Aurat Aurat Aurat is a 1996 Bollywood film starring Rekha. The film also stars Rakesh Roshan, Vinod Mehra, Aruna Irani and Sadashiv Amrapurkar. Directed by K. Viswanath, filming began in 1979, but was delayed and later completed in 1994. Released in 1996, the film was one of many of Vinod Mehra's posthumous releases as he died six years before the film's release.

==Plot==
Seeta (Rekha) is standing trial for the murder of Brij (Sadashiv Amrapurkar). In flashbacks it is revealed what drove her to commit murder.

Rakesh (Rakesh Roshan), a spoilt rich man, fell in love with her. She was engaged to Vijay (Vinod Mehra). Rakesh got Vijay killed by hiring Brij. Seeta moved on with her life, devastated by her fiancé's death.

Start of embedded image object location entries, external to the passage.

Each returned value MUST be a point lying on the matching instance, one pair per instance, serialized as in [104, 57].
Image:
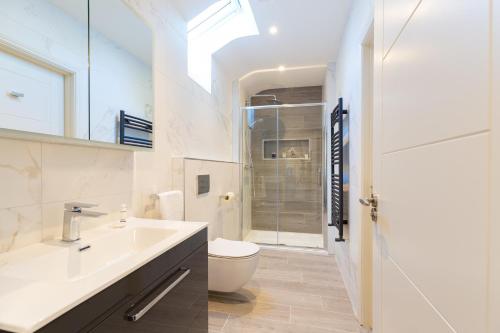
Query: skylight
[211, 30]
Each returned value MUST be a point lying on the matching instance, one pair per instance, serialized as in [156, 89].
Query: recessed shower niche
[286, 149]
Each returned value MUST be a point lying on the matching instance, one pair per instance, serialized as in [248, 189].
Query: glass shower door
[300, 141]
[260, 175]
[282, 158]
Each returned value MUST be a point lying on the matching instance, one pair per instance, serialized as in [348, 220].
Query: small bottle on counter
[123, 217]
[123, 214]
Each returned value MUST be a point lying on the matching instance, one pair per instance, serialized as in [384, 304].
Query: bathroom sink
[73, 261]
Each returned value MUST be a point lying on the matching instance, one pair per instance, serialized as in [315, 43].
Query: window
[211, 30]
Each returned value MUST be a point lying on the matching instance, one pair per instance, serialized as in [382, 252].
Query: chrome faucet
[71, 223]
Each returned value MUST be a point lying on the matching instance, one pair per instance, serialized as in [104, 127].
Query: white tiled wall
[223, 216]
[37, 178]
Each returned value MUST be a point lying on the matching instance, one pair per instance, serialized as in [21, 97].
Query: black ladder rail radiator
[337, 159]
[135, 125]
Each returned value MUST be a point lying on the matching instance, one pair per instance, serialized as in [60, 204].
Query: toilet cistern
[71, 221]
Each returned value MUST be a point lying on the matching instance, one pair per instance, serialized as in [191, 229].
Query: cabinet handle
[138, 310]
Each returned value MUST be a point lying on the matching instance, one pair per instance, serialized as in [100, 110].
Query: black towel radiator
[138, 126]
[337, 159]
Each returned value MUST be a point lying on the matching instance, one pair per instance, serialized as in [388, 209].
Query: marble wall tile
[20, 226]
[188, 121]
[20, 173]
[74, 173]
[53, 212]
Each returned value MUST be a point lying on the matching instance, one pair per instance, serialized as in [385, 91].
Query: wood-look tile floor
[291, 292]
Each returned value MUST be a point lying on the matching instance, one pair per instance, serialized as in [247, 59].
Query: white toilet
[231, 264]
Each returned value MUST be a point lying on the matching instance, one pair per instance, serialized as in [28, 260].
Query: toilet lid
[231, 249]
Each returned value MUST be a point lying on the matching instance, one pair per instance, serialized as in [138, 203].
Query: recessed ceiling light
[273, 30]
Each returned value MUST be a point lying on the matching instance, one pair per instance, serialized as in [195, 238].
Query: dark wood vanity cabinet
[167, 295]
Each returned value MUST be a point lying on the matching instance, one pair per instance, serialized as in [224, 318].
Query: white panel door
[431, 166]
[31, 97]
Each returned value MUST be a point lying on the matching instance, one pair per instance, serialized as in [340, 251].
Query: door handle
[365, 202]
[371, 201]
[150, 300]
[16, 94]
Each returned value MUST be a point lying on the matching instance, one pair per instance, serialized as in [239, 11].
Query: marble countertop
[29, 302]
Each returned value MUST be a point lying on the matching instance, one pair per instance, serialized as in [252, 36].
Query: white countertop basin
[40, 282]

She marries a barrister named Vajpayee (Shreeram Lagoo) and is shocked when she discovers by coincidence that her husband's son from a previous marriage is Rakesh.

==Cast==
- Rekha as Seeta Vajpayee
- Rakesh Roshan as Rakesh Vajpayee
- Vinod Mehra as Vijay
- Aruna Irani as Aruna
- Neeta Mehta as Savitri
- Shreeram Lagoo as Barrister Vajpayee
- Sadashiv Amrapurkar as Brij

==Music==
The music composed by Laxmikant-Pyarelal with lyrics by Anand Bakshi.

| Song | Singer |
|---|---|
| "Chhota Sa Ghar Banaye" (Happy) | Lata Mangeshkar, Talat Aziz |
| "Chhota Sa Ghar Banaye" (Sad) | Lata Mangeshkar, Talat Aziz |
| "Bolo Jai Seetaram" | Asha Bhosle |
| "Rota Hai Fariyad Karta" | Anuradha Paudwal |
| "Ae Aurat" (Male) | Vinod Rathod |
| "Ae Aurat" (Female) | Kavita Krishnamurthy |
| "Sab Ka Daman Chhodke" | Kavita Krishnamurthy |

== Reception ==
New Straits Times said in a review of Aurat Aurat Aurat that "The first hour was dreadfully slow moving" but noted that the second half "was so much better". The review went on to lament that director Vishwanath "should have made his heroine tougher and given more room for Rekha to be expressive and display her emotions".